~Class Meeting #22---Testing a claim about a mean
(Population standard deviation is known)

~Note:  Again, not a very realistic situation since knowing the population standard deviation without knowing the population mean usually does not occur.  

~Assumptions:  
1) Population standard deviation is known  
 
2) Either n ≥30 or the population is normally distributed
   (either one or both)

~Test statistic:   z = ( x bar - m_o) / [s/√n],  x bar is the sample mean
and m_o comes from the null hypothesis

~p-values:  use the TI-83 or table A-2 (standard normal curve).

~Critical values:  use the TI-83 or table A-2 (standard normal curve).

~Note:  There are two methods you can use.  The standard method (using  critical regions) or the p-value method (TI-83).

~The p-value method is recommended since the TI-83 does all the work for you.  However, you must understand  both.

~Example:  In 1999, the average retail price of a certain line of books was $24.96.  A sample of 40 such books gave an average retail price of $26.10 in today’s market. Test the claim that the average retail price has not increased from the 1999 average at the .10 level of significance. Assume the standard deviation of the price of this line of books is estimated to be $8.33. Use both methods. State the conclusion properly.
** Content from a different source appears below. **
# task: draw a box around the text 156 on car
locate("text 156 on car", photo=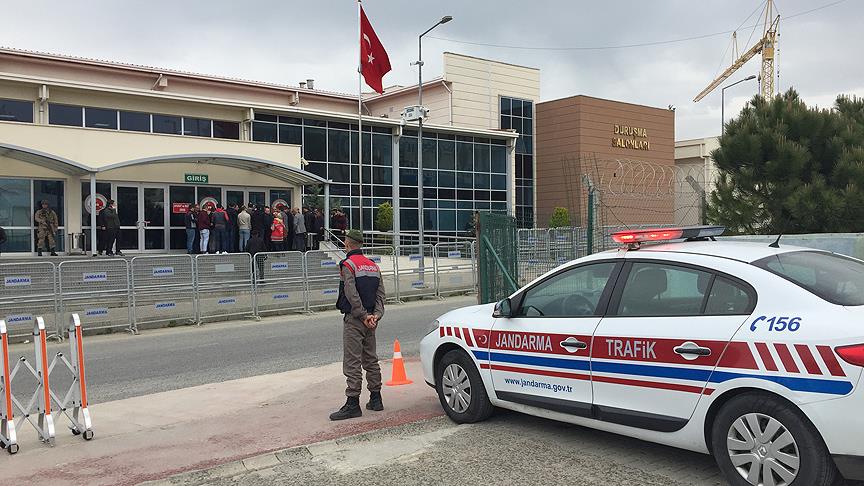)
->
[421,226,864,486]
~Method 1: (standard method)

  H_o: m = 24.96           a = .10
  H₁: m > 24.96           To get the critical value, Z, use 2nd Vars
                                       menu 3, Invnorm(.90) = 1.28
                                       s = 8.33

  Test statistic = z = (26.10-24.96)/[8.33/√40] = .866

   Since the test statistic is not in the rejection region, we do not reject H_o.

     Conclusion: Based on our sample of 40 books, we have insufficient evidence to conclude that the average retail price of these books has increased. ( at the .10 level of significance)


~Method 2: (p-value method using the TI-83)

  Use STAT, TESTS, Z-Test (menu 1), stats, m_o: 24.96, s: 8.33, sample mean: 26.10, n: 40,  > m_o, calculate, enter.

  Look for p = .19336972 which is not less than .10, so we do not reject the null hypothesis.  Conclusion is stated the same as above.

~Example:  A company that produces snack foods uses a packaging machine to package 454-gram bags of  chips. The quality control department sampled 50 bags and found the average to be 451.21 grams with a population standard deviation of 7.9 grams.

Test, at the 5% level, whether the sample data provides sufficient evidence that the packaging machine is not working properly.

Ans: (use the TI-83),  H_o: m = 454,  H₁: m ≠ 454
        (this is a two-tailed test),  a = .05,  s = 7.9,  n = 50,
        p-value is .0125 < .05, so, reject Ho.

Conclusion: There is sufficient evidence to conclude that the packaging machine is not working properly.